Назон был еще юношей, когда Август предпринял жесткие меры в отношении разбойников, которые нападали на дорогах и даже в городах, среди бела дня, грабили и убивали. Были расставлены караулы в местах, прославленных разбоем. Виновных сурово наказывали, и настало время, когда это зло было устранено.

Еще в первые годы правления Август прославился своей щедростью ко всем сословиям. Когда в александрийском триумфе он привез в Рим царские сокровища, то пустил в оборот столько монеты, что ссудные проценты сразу понизились, а цены на землю возросли. Народу он делал денежные подарки. При недостатках в хлебе он продавал гражданам хлеб по милой цене, а бывало давал даром.

Так, вспоминая добрые дела правителя, Овидий хотел внушить себе, что Август — человек благородный и способный на сочувствие. Если так, то, может быть, Ливия повинна в несчастьи поэта? Может быть, она возвела клевету, стараясь таким образом избавиться от ненавистной внучки Августа, Юлии?
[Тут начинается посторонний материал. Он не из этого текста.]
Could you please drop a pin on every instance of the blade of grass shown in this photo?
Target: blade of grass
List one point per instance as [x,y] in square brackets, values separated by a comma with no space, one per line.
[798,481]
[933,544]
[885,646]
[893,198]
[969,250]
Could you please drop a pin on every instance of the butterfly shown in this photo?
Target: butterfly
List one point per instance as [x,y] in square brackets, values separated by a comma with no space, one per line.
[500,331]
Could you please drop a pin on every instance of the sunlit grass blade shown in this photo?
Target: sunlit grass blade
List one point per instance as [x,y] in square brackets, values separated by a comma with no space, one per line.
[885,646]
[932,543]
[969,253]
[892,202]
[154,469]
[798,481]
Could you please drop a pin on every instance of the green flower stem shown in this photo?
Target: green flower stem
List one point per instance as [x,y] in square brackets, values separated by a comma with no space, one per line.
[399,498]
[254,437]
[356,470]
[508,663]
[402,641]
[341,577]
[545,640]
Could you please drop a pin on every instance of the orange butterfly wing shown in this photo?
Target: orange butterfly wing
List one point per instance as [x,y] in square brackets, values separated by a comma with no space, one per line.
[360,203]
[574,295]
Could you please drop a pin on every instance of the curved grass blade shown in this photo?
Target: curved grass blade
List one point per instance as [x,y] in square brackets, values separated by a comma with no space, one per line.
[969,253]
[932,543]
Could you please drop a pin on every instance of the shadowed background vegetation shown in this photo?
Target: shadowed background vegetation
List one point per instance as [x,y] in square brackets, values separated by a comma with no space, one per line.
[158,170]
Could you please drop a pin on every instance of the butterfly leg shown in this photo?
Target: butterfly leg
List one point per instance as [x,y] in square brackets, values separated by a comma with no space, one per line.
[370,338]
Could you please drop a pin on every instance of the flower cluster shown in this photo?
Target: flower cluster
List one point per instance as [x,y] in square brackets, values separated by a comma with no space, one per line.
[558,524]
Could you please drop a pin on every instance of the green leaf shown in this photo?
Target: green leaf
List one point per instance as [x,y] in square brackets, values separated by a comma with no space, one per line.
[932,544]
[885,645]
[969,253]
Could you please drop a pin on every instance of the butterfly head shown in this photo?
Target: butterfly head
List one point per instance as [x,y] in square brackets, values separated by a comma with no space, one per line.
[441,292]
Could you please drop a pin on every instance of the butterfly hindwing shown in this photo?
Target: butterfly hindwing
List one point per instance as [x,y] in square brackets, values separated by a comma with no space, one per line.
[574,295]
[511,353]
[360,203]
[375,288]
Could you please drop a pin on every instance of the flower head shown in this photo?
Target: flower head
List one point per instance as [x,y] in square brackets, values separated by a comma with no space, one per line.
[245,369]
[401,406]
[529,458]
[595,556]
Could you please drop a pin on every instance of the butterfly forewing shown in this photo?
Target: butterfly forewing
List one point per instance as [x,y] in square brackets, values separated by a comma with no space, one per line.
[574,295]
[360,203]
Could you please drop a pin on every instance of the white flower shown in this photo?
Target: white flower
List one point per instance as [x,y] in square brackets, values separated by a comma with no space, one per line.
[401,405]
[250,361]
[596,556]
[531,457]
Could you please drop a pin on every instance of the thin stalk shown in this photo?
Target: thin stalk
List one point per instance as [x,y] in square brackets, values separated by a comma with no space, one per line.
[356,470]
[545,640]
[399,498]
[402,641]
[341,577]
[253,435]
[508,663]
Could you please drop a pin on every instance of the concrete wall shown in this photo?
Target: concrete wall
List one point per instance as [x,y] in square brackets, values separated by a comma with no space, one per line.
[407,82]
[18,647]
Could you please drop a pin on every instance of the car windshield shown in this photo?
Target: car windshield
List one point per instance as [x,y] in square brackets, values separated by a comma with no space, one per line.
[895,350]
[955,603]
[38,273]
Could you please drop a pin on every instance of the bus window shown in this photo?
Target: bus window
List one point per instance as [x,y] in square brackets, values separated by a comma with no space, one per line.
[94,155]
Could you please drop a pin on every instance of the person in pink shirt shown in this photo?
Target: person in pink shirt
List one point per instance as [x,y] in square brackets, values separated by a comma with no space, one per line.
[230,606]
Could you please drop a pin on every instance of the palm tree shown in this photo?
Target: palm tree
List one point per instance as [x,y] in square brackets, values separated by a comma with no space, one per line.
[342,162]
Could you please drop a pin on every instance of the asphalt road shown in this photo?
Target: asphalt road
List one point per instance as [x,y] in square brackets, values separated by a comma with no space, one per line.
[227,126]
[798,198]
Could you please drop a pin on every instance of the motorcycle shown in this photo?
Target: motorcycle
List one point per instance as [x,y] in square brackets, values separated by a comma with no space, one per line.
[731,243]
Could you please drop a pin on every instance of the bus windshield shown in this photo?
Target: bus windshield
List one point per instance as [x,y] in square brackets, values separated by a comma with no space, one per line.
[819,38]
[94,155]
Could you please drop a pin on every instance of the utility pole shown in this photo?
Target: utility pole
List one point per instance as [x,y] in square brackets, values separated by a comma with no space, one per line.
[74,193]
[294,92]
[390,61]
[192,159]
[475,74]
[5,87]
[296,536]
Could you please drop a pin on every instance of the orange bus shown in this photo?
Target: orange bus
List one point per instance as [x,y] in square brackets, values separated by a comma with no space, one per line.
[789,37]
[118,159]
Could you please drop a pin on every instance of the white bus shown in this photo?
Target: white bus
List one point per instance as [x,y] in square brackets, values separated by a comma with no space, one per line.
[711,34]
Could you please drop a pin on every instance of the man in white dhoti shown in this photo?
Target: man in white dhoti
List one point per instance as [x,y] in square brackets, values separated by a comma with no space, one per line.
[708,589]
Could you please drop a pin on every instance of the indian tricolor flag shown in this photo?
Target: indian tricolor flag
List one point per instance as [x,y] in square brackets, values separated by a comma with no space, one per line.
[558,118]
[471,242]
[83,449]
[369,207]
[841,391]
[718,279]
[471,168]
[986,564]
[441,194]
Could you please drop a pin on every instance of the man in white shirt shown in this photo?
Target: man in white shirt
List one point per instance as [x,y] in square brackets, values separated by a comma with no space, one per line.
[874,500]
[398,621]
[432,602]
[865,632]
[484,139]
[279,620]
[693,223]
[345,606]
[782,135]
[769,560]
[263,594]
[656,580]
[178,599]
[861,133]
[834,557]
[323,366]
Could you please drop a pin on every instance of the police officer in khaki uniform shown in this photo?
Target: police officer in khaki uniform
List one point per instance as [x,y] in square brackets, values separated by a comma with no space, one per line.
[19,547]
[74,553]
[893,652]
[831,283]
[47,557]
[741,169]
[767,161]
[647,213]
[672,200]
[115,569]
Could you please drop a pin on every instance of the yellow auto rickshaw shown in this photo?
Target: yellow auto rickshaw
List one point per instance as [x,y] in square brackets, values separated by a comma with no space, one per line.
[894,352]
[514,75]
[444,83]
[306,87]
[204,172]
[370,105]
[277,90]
«Но прав ли я, размышляя так, будто у человека может быть только одна сторона — добро или зло? В нем таится всего вдоволь, — думал Овидий. — Помнится, еще будучи триумвиром, Август показал себя вовсе не таким благородным, как хотелось бы. Был случай, когда римский всадник, Пинарий, что-то записывал во время речи Августа перед солдатами в присутствии толпы граждан; заметив это, Август приказал заколоть несчастного у себя на глазах, как лазутчика. Он довел до самоубийства Тедия Афра, который язвительно отозвался о каком-то поступке Августа. Ужасный случай произошел с претором Квинтом Галлием, который пришел к нему для приветствия с двойными табличками под одеждой. Заподозрив его в покушении, полагая, что под одеждой таится меч, он приказал центурионам и солдатам стащить Квинта Галлия с судейского кресла, пытал его, как раба, и, не добившись ничего, казнил, своими руками выколов сперва ему глаза. Можно ли назвать благородным человека, способного на такие поступки? — спрашивал себя Овидий. И как несправедливы люди, когда они стараются не замечать пороков своего правителя только для того, чтобы утешить себя и питать надежды на лучшие времена. Не стоит ли прислушаться к Аристотелю? Он оставил мудрые рассуждения о форме государственного строя.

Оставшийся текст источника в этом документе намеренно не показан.